Like federal law, California state arbitration law generally recognizes the separability doctrine, whereby arbitration clauses are viewed as separate from the rest of a contract and not necessarily impacted by defects in the larger contract containing the arbitration clause. For example, general allegations of fraudulent inducement with respect to the larger contract do not invalidate the obligation to arbitrate and are decided by an arbitrator. It’s as if the arbitration clause has some immunity, or as some have described this arbitration doctrine (and to borrow a phrase from the Bee Gees), the arbitration clause is “stayin’ alive,” regardless of what is happening to the rest of the contract.
In a recent California Supreme Court decision, the court discussed an exception to the separability doctrine. In Sheppard, Mullin, Richter & Hampton LLP v. J-M Mfr. Co., No. S232946 (Cal. Aug. 30, 2018) (click here for a copy of the decision), the California Supreme Court recognized that under California law, a party may avoid arbitration if the entire contract containing the arbitration clause is illegal and against public policy. In this case, a law firm had failed to obtain a proper waiver of a conflict of interest involving its clients in violation of state legal ethics rules. This unethical conflict of interest rendered the law firm’s engagement agreement with a client (which contained an arbitration clause) unenforceable as against public policy.

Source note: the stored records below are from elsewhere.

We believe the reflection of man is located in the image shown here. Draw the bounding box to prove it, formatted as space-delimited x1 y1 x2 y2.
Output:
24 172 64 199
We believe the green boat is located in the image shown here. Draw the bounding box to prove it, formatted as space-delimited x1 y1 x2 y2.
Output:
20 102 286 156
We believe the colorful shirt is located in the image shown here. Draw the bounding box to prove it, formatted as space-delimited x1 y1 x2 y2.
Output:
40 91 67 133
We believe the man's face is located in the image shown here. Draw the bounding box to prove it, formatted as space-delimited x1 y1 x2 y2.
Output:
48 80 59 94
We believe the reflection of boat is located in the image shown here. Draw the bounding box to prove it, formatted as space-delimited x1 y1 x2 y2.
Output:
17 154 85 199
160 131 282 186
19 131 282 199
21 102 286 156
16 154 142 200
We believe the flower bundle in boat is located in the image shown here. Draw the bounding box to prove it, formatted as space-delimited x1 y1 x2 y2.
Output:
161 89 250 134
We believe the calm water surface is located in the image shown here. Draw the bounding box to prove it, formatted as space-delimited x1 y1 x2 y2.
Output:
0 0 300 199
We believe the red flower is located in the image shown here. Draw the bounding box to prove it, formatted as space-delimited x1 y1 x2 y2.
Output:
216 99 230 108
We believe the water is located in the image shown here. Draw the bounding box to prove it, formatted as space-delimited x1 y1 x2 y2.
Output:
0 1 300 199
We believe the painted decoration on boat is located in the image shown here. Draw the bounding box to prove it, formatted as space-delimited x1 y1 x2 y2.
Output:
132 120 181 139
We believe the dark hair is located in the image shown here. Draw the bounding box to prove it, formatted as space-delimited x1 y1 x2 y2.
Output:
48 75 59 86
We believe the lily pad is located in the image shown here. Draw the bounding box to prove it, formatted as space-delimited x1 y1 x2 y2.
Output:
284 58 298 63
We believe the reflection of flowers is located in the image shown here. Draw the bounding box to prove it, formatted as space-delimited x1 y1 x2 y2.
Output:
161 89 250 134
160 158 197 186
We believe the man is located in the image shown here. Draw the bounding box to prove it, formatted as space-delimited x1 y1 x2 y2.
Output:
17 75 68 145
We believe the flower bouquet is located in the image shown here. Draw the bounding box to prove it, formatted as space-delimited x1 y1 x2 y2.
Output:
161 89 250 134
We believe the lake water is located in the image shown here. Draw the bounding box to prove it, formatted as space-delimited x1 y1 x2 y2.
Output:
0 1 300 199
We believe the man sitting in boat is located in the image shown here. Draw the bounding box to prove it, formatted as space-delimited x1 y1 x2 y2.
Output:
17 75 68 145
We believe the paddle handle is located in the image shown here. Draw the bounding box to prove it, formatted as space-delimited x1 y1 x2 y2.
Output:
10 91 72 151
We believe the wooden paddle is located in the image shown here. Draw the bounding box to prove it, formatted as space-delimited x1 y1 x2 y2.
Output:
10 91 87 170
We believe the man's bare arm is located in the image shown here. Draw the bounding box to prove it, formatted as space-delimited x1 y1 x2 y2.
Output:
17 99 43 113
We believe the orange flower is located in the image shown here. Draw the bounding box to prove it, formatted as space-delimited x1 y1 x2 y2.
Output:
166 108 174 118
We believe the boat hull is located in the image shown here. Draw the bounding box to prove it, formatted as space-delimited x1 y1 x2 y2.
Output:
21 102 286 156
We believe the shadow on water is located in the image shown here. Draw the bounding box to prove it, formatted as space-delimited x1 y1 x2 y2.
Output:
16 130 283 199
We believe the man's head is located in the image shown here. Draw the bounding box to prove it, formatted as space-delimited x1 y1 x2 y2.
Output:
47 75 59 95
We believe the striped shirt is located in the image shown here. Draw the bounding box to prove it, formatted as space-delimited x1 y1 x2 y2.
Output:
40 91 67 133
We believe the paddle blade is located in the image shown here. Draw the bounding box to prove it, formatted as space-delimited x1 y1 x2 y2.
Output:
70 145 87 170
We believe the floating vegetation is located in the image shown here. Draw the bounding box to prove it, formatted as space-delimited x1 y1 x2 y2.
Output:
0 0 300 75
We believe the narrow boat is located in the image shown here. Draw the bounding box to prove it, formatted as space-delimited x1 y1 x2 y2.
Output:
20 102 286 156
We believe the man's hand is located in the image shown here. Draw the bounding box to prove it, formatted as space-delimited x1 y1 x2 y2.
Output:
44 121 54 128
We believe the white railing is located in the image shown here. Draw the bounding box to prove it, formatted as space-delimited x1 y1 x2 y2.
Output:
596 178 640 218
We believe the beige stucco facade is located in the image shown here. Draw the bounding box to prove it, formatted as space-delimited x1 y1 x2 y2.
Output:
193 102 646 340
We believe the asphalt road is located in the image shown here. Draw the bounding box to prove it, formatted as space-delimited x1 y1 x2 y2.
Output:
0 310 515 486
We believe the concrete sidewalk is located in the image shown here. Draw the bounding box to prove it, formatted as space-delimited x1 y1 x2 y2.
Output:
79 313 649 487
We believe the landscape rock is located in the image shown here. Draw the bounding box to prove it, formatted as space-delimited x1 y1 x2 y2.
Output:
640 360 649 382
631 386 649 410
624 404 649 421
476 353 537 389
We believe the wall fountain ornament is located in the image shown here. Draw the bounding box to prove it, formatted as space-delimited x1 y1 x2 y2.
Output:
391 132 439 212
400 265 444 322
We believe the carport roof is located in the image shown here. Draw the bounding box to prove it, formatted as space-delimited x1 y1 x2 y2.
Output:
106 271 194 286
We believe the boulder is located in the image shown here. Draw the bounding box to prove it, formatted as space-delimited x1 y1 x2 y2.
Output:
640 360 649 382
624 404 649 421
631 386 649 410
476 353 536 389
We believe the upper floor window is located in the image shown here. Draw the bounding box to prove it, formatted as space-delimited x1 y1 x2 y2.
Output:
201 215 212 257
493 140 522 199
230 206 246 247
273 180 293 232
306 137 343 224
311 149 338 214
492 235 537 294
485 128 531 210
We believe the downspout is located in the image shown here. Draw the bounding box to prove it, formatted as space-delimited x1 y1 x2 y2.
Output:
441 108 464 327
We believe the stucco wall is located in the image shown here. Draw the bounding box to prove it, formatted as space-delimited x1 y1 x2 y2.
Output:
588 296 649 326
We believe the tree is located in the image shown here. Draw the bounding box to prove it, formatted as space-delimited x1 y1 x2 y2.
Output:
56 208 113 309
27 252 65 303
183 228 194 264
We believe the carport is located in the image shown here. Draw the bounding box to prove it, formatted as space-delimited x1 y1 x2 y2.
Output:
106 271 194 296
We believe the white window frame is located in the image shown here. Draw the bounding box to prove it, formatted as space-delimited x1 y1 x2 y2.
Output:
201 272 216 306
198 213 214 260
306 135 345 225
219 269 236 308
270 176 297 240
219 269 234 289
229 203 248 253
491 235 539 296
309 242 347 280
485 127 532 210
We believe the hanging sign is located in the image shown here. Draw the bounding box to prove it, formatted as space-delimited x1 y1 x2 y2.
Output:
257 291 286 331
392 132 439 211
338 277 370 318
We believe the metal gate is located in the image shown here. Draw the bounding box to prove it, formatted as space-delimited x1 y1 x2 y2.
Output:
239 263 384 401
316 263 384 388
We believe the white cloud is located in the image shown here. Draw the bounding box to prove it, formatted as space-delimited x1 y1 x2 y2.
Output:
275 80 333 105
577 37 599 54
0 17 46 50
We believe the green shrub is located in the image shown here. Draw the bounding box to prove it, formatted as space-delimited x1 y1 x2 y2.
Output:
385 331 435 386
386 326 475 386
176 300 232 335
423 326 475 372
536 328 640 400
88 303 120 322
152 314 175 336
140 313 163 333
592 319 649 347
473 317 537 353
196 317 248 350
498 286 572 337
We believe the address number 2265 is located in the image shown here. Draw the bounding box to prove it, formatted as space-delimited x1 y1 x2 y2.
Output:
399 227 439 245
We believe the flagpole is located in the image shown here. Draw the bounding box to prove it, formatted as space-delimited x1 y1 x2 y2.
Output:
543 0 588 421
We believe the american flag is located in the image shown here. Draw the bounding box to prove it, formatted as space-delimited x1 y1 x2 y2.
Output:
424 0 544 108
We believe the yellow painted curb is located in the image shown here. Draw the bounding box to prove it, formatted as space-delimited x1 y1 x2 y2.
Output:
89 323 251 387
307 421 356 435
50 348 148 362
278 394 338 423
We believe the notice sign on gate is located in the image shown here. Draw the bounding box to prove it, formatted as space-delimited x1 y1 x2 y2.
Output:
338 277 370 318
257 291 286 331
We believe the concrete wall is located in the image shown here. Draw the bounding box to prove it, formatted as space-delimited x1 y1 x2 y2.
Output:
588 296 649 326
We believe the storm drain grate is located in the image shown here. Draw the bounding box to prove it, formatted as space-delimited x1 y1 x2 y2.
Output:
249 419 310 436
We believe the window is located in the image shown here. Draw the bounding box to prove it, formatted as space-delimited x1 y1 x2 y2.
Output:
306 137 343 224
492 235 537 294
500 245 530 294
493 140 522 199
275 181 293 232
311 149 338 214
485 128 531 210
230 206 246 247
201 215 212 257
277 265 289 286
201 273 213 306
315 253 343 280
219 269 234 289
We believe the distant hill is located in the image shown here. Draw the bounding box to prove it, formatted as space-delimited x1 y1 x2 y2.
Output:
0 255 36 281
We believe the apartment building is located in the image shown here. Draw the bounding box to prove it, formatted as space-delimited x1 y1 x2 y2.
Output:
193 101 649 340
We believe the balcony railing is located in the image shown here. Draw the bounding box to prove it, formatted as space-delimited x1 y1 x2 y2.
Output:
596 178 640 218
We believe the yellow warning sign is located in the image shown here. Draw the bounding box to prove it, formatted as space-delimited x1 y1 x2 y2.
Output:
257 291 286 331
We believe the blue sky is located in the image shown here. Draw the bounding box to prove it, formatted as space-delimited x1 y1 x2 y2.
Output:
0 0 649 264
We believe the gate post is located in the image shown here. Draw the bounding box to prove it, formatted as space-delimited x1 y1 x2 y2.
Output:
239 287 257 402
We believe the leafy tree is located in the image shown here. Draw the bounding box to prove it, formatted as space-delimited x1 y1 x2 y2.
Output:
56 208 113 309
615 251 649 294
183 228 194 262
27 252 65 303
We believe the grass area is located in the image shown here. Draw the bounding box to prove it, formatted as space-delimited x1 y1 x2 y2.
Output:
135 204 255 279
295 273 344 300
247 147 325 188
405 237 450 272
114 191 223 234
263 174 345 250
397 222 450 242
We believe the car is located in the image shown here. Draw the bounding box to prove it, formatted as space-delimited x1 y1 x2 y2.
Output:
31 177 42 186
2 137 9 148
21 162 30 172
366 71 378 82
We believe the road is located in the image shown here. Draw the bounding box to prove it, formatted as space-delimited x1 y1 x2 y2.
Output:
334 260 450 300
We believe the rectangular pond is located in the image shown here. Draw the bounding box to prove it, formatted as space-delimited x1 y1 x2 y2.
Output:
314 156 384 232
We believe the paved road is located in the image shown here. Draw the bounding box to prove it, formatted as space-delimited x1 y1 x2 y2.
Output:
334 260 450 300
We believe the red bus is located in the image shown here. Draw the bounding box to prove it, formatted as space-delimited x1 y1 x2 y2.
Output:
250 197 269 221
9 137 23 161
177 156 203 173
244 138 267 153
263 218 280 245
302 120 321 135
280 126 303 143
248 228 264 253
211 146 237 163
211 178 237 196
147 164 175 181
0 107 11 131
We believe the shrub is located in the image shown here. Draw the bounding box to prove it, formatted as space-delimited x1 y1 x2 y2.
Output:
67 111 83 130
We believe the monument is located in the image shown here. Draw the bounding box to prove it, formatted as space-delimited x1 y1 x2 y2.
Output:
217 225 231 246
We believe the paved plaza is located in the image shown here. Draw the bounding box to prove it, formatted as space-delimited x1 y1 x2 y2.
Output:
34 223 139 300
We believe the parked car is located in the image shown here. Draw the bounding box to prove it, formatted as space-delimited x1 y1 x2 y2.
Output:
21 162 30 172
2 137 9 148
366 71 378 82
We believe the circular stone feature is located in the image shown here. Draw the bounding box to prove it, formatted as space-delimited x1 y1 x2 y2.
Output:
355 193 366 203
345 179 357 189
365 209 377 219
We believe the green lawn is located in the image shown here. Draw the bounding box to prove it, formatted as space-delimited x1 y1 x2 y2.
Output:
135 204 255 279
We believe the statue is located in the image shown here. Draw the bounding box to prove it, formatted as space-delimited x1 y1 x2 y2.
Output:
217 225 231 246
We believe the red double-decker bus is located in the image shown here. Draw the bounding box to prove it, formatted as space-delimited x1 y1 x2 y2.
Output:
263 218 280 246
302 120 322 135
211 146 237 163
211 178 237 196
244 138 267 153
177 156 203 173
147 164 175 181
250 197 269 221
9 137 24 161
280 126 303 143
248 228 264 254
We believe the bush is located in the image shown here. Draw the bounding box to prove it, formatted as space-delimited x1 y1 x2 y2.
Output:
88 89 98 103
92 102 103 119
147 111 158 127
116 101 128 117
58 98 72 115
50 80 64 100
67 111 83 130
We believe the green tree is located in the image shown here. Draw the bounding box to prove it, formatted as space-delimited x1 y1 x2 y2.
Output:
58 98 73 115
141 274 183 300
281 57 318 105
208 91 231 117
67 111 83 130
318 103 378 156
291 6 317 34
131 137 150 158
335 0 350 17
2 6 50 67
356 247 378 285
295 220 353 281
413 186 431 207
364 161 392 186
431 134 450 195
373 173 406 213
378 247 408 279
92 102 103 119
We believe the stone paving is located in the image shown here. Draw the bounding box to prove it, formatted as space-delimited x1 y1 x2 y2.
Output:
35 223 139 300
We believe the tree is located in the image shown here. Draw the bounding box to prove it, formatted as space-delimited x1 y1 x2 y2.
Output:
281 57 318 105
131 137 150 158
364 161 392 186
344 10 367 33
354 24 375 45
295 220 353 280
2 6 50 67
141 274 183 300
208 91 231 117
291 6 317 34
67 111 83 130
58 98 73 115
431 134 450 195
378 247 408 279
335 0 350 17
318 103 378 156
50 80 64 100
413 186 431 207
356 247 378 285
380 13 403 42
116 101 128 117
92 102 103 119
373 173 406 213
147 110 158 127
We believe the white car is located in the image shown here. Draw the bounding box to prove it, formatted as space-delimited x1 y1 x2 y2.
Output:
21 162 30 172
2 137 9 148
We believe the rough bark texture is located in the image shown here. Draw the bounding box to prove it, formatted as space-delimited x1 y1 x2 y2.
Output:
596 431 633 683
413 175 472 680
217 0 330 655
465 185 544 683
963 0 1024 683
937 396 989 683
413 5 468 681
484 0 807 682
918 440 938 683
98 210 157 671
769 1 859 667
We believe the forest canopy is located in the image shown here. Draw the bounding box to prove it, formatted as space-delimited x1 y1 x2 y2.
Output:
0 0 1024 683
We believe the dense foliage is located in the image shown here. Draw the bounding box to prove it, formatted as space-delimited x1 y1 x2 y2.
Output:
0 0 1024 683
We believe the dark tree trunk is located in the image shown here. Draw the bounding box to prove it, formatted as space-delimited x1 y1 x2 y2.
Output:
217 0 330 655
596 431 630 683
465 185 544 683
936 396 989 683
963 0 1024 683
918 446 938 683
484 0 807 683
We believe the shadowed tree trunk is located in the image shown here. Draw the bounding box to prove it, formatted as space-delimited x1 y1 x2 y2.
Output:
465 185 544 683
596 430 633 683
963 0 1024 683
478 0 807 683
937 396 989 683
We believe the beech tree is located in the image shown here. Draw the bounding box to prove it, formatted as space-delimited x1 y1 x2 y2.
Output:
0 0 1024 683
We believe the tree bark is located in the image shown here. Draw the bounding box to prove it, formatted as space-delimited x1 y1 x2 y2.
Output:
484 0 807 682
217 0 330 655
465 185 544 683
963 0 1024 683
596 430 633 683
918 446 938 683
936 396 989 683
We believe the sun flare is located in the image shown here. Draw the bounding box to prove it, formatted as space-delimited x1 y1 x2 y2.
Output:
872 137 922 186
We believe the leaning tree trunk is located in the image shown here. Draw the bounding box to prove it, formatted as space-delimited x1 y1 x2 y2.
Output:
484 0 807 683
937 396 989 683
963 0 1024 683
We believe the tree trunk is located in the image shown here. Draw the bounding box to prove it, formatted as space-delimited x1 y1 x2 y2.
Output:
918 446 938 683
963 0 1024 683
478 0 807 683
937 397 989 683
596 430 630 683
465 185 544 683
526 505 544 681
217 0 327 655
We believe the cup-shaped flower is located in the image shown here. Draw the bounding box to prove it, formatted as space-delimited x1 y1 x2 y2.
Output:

As a result, the court could invalidate an arbitrator’s award regarding attorneys’ fees.
This case reminds me of a broader theme of party autonomy in arbitration law. There is some tension between the California Supreme Court’s illegality exception recognized in this Sheppard Mullin case and the U. S. Supreme Court’s decision interpreting the FAA in Buckeye Check Cashing v. Cardegna. In Buckeye, the Supreme Court held that under the FAA, an arbitration clause is generally enforceable, even if the arbitration clause is contained in a contract violating Florida criminal laws prohibiting banks from charging usurious interest rates. There are ways to distinguish Buckeye from the Sheppard Mullin case, but the California Supreme Court avoided this tension with Buckeye by viewing federal law as inapplicable. The arbitration clause at issue provided for arbitration conducted in accordance with the California Arbitration Act, and thus the FAA did not control in this Sheppard Mullin case. U. S. Supreme Court cases like Volt and Mattel recognize room for state arbitration laws to exist and flourish alongside the FAA, even if application of the FAA could lead to a different result. Allowing parties to select application of state law, to the exclusion of federal law, helps respect party autonomy as the core value of arbitration law.